CFTC大口投機資金動向(8/11時点):金買いが拡大

配信元:MINKABU PRESS
著者:MINKABU PRESS
【概略】
 米商品先物取引委員会(CFTC)建玉明細報告によると、主要市場における8月
11日時点の大口投機家の売り越しは549万7373枚となり、前週の572万
6501枚から縮小した。取組高合計は5074万7951枚となり、前週から38万
4610枚(0.8%)増加した。
 項目別では証券市場(株式、債券、為替)の取組高は、株式合計が0.9%減、債券
合計が1.0%増、為替合計が1.7%増となった。商品市場の取組高は、穀物合計が
1.9%減、エネルギー合計は0.6%増、金属合計は4.7%増となった。
 項目ごとに大口投機家の動向を見ると、証券市場では、株式で買い戻しが手じまい売
りを上回って売り越しを縮小、債券で新規買い、買い戻しが入って売り越しを縮小し
た。為替は新規買いが新規売りを上回って売り越し(ドル買い)を縮小した。

【現在の市場テーマと大口投機家の動向】
 前週は、米消費者物価指数(CPI)や米生産者物価指数(PPI)の伸び鈍化、米
小売売上高が予想外に減少したことを受けて米連邦準備理事会(FRB)の9月利上げ
観測が後退した。一方、米国とイランのホルムズ海峡開放の協議に進展はなく、米国は
イランを経済的に孤立させる方針を示した。
 シカゴ為替市場の大口投機家は日本円が4万2085枚売り越し(前週4万5473
枚売り越し)、ユーロは6万0010枚売り越し(同5万8091枚売り越し)、英ポ
ンドは5万6221枚売り越し(同5万7814枚売り越し)となった。ユーロは手じ
まい売りが買い戻しを上回って売り越しを拡大した。

 商品市場では、原油がホルムズ海峡開放の協議に進展がないことを受けて買い優勢と
なったが、米原油在庫増加などを受けて上げ一服となった。
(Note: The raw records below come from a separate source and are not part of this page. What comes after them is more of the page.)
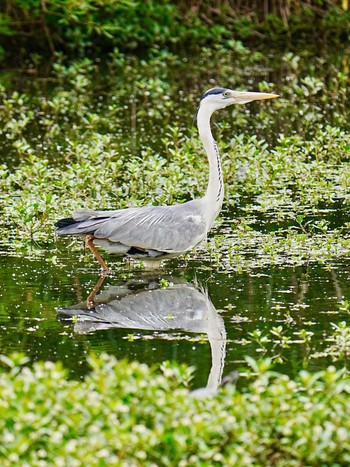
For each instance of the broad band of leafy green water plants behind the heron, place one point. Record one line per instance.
(73, 147)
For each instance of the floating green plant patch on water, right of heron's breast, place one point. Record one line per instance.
(247, 247)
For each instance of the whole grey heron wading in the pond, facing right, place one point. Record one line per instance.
(153, 233)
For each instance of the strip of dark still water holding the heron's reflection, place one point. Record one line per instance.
(188, 312)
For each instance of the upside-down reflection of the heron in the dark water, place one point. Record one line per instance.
(143, 304)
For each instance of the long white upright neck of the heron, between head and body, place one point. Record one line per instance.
(215, 190)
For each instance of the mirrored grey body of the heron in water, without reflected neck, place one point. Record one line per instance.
(181, 306)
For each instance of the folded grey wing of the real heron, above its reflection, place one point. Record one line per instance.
(163, 228)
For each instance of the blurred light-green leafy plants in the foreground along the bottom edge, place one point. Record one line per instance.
(129, 414)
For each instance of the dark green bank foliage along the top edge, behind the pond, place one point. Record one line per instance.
(75, 26)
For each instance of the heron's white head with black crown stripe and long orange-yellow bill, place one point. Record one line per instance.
(218, 98)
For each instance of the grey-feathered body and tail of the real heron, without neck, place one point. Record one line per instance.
(163, 229)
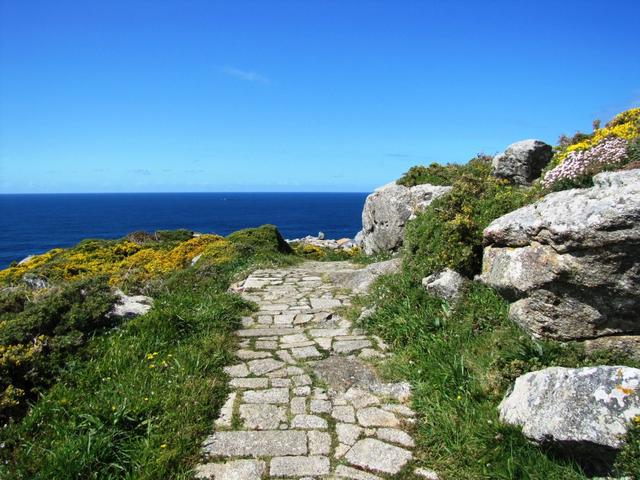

金は米連邦準備理事会(F
RB)の利上げ観測後退や原油高によるインフレヘッジの買いを受けて堅調となった。
 今回報告で大口投機家の取組は、ニューヨーク原油が9万9196枚(前週11万
2443枚買い越し)に縮小した。新規売りが新規買いを上回った。ニューヨーク金は
21万7940枚買い越し(同19万7634枚買い越し)に拡大、ニューヨーク・プ
ラチナは1万3540枚買い越し(同1万4761枚買い越し)に縮小した。金は新規
買いが新規売りを上回り、プラチナは新規売りが新規買いを上回った。

 穀物市場で大口投機家は今回、コーンが24万4912枚買い越し(前週25万
5068枚買い越し)、大豆は15万9945枚買い越し(同17万5542枚買い越
し)に縮小した。コーンは新規売りが新規買いを上回り、大豆は手じまい売り、新規売
りが出た。前週のコーンは、米農務省(USDA)の需給報告で需給引き締まり観測が
出たことを受けて買い優勢となった。